# Data Analysis Project


# _An Analysis of AirBnB Listings in London_

### _Contents_

- [Project Plan](#section-1)
    - [The Data](#section-1-1)
        - [Data Source](#section-1-1-1)
        - [Data Content](#section-1-1-2)
        - [Data Quality](#section-1-1-3)
    - [Project Aims and Objectives](#section-1-2)
        - [Objective 1: Predictors of Price and Review Score](#section-1-2-1)
        - [Objective 2: Mapping the Distributions of Listings](#section-1-2-2)
        - [Objective 3: The Language of Short-Term Rentals](#section-1-2-3)
    - [System Design](#section-1-3)
        - [Architecture](#section-1-3-1)
        - [Processing Modules and Algorithms](#section-1-3-2)
* [Program Code](#section-2)
    - [Importing Packages](#section-2-1)
    - [Data Engineering](#section-2-2)
        - [Raw Data Extraction](#section-2-2-1)
        - [Fixing Boolean Columns](#section-2-2-2)
        - [Fixing Cost Columns](#section-2-2-3)
    - [Data Enhancement](#section-2-3)
        - [Feature Selection](#section-2-3-1)
        - [Distance From Centre](#section-2-3-2)
        - [Price Per Bedroom](#section-2-3-3)
        - [Amenities Count](#section-2-3-4)
        - [Room Type To Entire Property](#section-2-3-5)
    - [Data Analysis](#section-2-4)
        - [Numerical Outliers](#section-2-4-1)
        - [Word Count Outliers](#section-2-4-2)
        - [Borough Aggregation](#section-2-4-3)
    - [Preparing Visualisations](#section-2-5)
        - [Sorted Correlation Heatmaps (Objective 1)](#section-2-5-1)
        - [Mapping with Style (Objective 2)](#section-2-5-2)
        - [Concentric Circles (Objective 2)](#section-2-5-3)
        - [Circle Map (Objective 2)](#section-2-5-4)
        - [Generating Word Clouds (Objective 3)](#section-2-5-5)
- [Project Outcome](#section-3)
    - [Overview of Results](#section-3-1)
    - [Objective 1: Predictors of Price and Review Score](#section-3-2)
        - [Explanation](#section-3-2-1)
        - [Visualisation](#section-3-2-2)
    - [Objective 2: Mapping the Distributions of Listings](#section-3-3)
        - [Explanation](#section-3-3-1)
        - [Visualisation](#section-3-3-2)
    - [Objective 3: The Language of Short-Term Rentals](#section-3-4)
        - [Explanation](#section-3-4-1)
        - [Visualisation](#section-3-4-2)
* [Conclusion and Presentation](#section-4)
    - [Achievements](#section-4-1)
    - [Limitations](#section-4-2)
    - [Future Work](#section-4-)

# <u>Project Plan</u> <a class="anchor" id="section-1"></a>

The popularity of AirBnB has transformed the landscape of short-term rentals, offering travelers accommodation and hosts an opportunity for supplementary income. This data science project delves into the dynamics of AirBnB listings in London.

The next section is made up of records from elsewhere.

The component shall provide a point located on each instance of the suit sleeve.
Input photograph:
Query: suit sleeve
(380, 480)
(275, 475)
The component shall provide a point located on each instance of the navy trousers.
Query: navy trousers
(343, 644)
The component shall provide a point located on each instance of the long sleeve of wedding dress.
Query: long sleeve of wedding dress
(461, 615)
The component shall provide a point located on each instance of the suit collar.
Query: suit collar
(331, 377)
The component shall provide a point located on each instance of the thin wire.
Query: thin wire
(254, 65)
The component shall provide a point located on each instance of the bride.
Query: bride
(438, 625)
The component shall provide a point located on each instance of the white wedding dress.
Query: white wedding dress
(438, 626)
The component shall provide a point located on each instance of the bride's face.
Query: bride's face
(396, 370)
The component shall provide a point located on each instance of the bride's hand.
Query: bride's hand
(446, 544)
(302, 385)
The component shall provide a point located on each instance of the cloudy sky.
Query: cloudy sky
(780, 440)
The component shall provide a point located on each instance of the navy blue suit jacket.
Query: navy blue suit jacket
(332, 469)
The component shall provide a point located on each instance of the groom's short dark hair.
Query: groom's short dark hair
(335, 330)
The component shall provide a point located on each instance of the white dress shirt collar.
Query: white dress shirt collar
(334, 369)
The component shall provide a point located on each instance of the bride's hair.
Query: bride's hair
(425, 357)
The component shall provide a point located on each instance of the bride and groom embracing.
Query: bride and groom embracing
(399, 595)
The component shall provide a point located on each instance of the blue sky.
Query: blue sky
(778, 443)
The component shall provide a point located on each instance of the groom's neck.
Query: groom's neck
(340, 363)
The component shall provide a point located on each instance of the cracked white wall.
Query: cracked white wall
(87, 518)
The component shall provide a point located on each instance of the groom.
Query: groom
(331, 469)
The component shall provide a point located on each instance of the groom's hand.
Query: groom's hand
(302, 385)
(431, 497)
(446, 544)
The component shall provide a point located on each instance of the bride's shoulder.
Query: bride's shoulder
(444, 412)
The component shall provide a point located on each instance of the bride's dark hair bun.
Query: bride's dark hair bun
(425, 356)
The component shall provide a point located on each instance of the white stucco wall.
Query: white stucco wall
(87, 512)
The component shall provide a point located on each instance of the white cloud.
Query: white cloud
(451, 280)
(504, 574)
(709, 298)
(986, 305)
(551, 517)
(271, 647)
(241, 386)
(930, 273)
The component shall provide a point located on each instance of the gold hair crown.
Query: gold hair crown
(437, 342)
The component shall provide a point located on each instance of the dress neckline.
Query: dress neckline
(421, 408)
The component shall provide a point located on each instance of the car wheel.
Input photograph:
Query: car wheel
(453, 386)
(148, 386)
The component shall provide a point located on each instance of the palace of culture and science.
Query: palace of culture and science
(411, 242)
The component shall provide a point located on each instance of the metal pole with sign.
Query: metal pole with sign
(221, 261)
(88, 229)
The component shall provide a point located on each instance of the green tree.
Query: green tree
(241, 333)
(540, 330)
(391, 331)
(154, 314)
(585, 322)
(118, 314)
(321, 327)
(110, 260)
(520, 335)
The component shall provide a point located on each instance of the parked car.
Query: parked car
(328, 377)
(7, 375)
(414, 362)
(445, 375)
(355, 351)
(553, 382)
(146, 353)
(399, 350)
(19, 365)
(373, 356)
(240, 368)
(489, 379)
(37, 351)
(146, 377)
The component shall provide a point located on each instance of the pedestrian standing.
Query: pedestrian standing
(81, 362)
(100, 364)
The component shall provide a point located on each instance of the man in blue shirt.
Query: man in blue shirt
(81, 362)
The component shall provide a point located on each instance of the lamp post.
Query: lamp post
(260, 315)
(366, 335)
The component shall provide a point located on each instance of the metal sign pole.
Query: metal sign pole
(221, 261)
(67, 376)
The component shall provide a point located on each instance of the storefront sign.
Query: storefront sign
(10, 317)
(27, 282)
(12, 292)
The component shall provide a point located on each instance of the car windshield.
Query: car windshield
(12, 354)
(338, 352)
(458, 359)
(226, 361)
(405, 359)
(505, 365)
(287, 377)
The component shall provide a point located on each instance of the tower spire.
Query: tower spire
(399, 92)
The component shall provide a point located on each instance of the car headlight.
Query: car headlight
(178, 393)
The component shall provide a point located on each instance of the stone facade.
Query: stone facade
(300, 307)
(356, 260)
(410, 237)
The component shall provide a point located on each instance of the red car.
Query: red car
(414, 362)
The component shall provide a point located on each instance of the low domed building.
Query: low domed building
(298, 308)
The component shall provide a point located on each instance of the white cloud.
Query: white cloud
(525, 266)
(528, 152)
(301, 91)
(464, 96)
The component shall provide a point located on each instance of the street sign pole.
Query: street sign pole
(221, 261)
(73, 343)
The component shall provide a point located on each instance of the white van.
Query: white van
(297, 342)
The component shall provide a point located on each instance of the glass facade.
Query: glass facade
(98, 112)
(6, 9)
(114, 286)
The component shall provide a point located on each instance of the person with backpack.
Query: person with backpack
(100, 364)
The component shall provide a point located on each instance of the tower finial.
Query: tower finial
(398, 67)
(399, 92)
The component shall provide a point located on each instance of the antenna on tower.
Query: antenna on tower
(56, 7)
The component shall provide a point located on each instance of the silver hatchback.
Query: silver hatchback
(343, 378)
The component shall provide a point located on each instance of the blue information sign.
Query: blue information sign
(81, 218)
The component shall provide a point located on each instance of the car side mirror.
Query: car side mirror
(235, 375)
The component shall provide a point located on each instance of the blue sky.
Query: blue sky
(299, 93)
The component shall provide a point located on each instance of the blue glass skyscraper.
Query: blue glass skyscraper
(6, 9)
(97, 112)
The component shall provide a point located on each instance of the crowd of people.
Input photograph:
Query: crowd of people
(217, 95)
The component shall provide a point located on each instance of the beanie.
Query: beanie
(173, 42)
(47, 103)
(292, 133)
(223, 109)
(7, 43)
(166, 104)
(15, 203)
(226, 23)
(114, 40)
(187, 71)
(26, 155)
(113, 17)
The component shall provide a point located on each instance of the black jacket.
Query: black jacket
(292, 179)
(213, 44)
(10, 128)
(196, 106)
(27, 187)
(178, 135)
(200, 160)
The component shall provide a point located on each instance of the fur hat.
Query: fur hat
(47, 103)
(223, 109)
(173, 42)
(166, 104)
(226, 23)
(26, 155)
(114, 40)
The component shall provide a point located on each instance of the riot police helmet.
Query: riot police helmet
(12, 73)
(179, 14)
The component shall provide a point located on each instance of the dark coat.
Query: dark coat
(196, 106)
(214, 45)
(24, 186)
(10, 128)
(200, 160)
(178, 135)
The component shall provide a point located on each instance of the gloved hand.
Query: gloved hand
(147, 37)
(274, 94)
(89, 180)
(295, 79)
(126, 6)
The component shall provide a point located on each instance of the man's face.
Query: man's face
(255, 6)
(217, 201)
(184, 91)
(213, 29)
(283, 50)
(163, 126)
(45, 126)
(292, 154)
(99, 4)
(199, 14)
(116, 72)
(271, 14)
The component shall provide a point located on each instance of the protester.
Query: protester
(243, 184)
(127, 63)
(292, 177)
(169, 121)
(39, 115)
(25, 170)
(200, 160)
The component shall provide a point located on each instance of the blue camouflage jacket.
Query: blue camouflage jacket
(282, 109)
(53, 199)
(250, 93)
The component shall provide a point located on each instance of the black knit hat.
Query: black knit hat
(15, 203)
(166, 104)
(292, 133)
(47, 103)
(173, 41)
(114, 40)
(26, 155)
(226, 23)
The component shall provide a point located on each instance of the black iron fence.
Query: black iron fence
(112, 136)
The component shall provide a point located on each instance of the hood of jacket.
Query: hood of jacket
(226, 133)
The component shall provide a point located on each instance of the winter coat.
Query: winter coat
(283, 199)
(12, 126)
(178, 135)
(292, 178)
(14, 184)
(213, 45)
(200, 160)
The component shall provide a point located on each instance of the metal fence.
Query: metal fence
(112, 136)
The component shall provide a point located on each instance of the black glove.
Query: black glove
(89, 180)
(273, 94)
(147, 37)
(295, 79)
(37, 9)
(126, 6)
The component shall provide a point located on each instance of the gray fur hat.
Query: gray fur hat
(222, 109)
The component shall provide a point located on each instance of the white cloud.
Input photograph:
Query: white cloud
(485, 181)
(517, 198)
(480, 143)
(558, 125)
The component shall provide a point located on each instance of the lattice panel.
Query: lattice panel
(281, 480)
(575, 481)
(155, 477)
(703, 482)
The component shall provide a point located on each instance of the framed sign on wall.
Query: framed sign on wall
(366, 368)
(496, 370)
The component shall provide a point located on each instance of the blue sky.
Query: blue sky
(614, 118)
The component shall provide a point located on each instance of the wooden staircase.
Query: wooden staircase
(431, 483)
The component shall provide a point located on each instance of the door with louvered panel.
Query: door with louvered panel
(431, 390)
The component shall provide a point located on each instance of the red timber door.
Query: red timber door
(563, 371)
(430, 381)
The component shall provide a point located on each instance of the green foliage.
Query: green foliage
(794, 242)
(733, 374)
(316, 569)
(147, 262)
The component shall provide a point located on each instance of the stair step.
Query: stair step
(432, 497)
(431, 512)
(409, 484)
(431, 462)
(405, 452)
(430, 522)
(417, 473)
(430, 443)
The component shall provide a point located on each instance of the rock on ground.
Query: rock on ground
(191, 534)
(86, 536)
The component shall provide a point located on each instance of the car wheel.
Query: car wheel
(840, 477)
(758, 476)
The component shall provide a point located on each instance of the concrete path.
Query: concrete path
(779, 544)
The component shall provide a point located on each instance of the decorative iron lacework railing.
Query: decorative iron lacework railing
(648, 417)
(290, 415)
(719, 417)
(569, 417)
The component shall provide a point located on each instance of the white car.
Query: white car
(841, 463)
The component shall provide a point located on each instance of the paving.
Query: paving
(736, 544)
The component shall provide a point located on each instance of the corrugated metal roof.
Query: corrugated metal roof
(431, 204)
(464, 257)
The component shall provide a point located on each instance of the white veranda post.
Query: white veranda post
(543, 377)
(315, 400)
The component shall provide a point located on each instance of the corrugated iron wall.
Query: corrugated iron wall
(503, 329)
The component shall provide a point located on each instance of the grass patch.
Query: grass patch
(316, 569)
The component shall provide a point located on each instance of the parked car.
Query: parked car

## The Data <a class="anchor" id="section-1-1"></a>

### Data Source <a class="anchor" id="section-1-1-1"></a>

To identify a suitable dataset for this project, I initially searched through the Kaggle.com data catalogue. There, I discovered that a user had uploaded London AirBnB listing data extracted from the web on November 6, 2023. While this was promising, the static nature of the data presented a potential challenge.

Examining the source information provided by the user I discovered that the London listings data was being web-scraped by a site called ___Inside AirBnB___ on a monthly basis: http://insideairbnb.com/get-the-data.

I've been actively working with the dataset obtained on September 6, 2023. However, my objective for this project is to ensure repeatability. So, one year from now, the code can be re-executed to assess the current state of the market and track its evolution.

### Data Content <a class="anchor" id="section-1-1-2"></a>

There are two datasets from ___Inside AirBnB___ that we are going to use:

___Listings Data___

URL: http://data.insideairbnb.com/united-kingdom/england/london/2023-09-06/data/listings.csv.gz

This csv contains the all the London listings as at 2023-09-06. I've prepared a dictionary of all the columns and their data types in a code cell below. However, we will only be including a subset of those in our analysis.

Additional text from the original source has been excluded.